Паладини весело плескался, растирал полотенцем широкую грудь и что-то бормотал про себя. Пьетро, размечтавшись, видел освещенный зрительный зал оперного театра и нетерпеливую публику, слышал, как тысячи уст с благоговением шепчут: «Паладини!». А тому все трын- трава — и учитель, дрожащий над каждой его нотой, и поклонники, готовые заложить свои часы, лишь бы послушать его хоть раз в жизни, и бог, который избрал его среди миллионов,— тому только бы тянуть эту отраву.

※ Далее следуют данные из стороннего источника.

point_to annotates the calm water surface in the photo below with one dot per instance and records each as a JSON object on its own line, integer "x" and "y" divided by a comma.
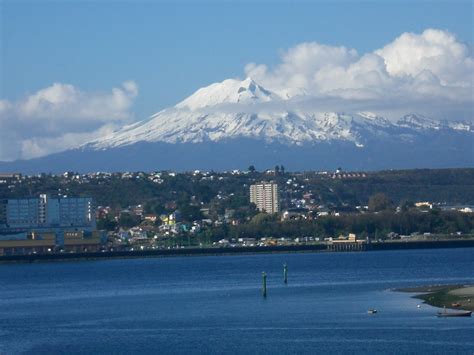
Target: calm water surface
{"x": 213, "y": 305}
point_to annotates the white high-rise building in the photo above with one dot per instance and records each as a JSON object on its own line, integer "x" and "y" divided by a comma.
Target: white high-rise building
{"x": 265, "y": 196}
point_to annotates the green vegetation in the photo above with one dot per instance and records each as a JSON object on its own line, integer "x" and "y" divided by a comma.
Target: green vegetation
{"x": 449, "y": 296}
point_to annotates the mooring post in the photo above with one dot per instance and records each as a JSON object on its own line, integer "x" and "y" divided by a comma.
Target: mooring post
{"x": 264, "y": 286}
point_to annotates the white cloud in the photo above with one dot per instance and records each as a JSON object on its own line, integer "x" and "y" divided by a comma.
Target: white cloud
{"x": 59, "y": 117}
{"x": 414, "y": 72}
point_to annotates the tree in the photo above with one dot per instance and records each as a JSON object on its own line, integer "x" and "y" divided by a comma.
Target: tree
{"x": 379, "y": 202}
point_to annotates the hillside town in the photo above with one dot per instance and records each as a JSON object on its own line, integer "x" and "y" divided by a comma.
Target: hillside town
{"x": 72, "y": 212}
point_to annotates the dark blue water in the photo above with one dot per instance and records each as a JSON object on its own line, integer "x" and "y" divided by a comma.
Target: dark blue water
{"x": 213, "y": 305}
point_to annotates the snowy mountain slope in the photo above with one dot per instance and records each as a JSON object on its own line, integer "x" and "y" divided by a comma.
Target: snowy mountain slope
{"x": 244, "y": 109}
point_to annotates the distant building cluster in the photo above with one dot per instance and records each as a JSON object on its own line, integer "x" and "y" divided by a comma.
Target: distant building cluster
{"x": 265, "y": 196}
{"x": 47, "y": 224}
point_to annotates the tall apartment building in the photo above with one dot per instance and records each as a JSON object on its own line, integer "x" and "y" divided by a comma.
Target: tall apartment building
{"x": 48, "y": 212}
{"x": 265, "y": 196}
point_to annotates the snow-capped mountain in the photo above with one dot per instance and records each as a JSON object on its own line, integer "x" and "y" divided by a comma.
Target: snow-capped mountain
{"x": 236, "y": 123}
{"x": 236, "y": 109}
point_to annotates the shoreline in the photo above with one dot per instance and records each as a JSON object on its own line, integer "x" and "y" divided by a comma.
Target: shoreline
{"x": 456, "y": 297}
{"x": 222, "y": 251}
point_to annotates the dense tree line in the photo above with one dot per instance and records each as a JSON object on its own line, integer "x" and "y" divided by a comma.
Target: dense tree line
{"x": 373, "y": 225}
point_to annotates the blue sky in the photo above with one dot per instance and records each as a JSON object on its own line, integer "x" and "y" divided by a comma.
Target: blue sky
{"x": 171, "y": 49}
{"x": 73, "y": 71}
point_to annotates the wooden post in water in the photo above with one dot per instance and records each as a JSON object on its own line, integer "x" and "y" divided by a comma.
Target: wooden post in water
{"x": 264, "y": 286}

Пьетро прочитал этикетку на бутылке: «Братья Луи и Жан Прюно». Будь они здесь, эти братья, он головы бы им проломил вот этой самой бутылкой. Перед его глазами воскресла старая, полузабытая картина: зал варьете, пьяная публика, полуголые женщины. Воздух заражен спиртными парами и запахом человеческого пота. Шум, выкрики, непристойные разговоры, циничный хохот. На эстраде появляется человек; у него густые взлохмаченные волосы, испитое лицо, блуждающий взгляд. Он начинает петь. Рядом с ним полупьяная певица с почти открытой грудью и в короткой юбке танцует канкан. Она высоко вскидывает ногу, чуть не касаясь носком головы партнера, а он тоже пускается в пляс. Пьетро вздрагивает: «Это Луиджи!.. Нет! Паладини!..»
— Боже мой! — крикнул Пьетро, вскочив с кресла.
— Что случилось? — спросил его Паладини.
— Ничего,— ответил Пьетро и вышел на балкон. Он сел и задумался: «Разве Луиджи не был великим артистом? Погиб. Пил и я, но что такое я? Певец, каких много. А Паладини неповторим».
Паладини закурил сигару и распахнул окно, выходящее на улицу. День был ясный, погожий. Лучи солнца весело играли в прозрачном, как стекло, озере. Вдали высился вечный старик Монблан, по набережной прогуливались люди. Паладини взглянул на скамью, у которой навсегда простился с «ней». Ему стало грустно, он почувствовал себя одиноким скитальцем. Да, ему открыт доступ всюду, но у него нет своего угла, родного дома, какой имеет каждый простой смертный. Есть слава, но нет счастья.
Джиованни взял бутылку, налил себе рюмку, выпил, вскинул голову и запел.
Пьетро замер. Он уже не видел ни публики, ни озера, ни Монблана. Он только внимал тихим чистым звукам пробуждающейся природы, чувствовал дуновение прохладного утреннего ветерка и ласку первых солнечных лучей; потом услышал разговоры, шум вспыхнувшей борьбы человека за жизнь: она разгоралась все больше, достигла своего апогея и постепенно затихла. Зашло солнце, и все замерло. Истомленная душа ищет покоя... Ночь медленно обволакивает землю, обещая ей сладкие сны и полное забвенье. Но человек не знает ни сновидений, ни покоя; ночь для него — продолжение дня, отягощенное мраком и потому еще более мучительное. Буря, бушующая в груди, тщетно рвется наружу, на простор. Человек с мольбой, с проклятьем устремляет взор на небо; и, постепенно утихнув, боль сменяется холодным отчаянием и догорает в душе, как лампада, забытая в опустевшем храме, а на небосклоне уже занимается заря, предвещая новый, еще более страшный день.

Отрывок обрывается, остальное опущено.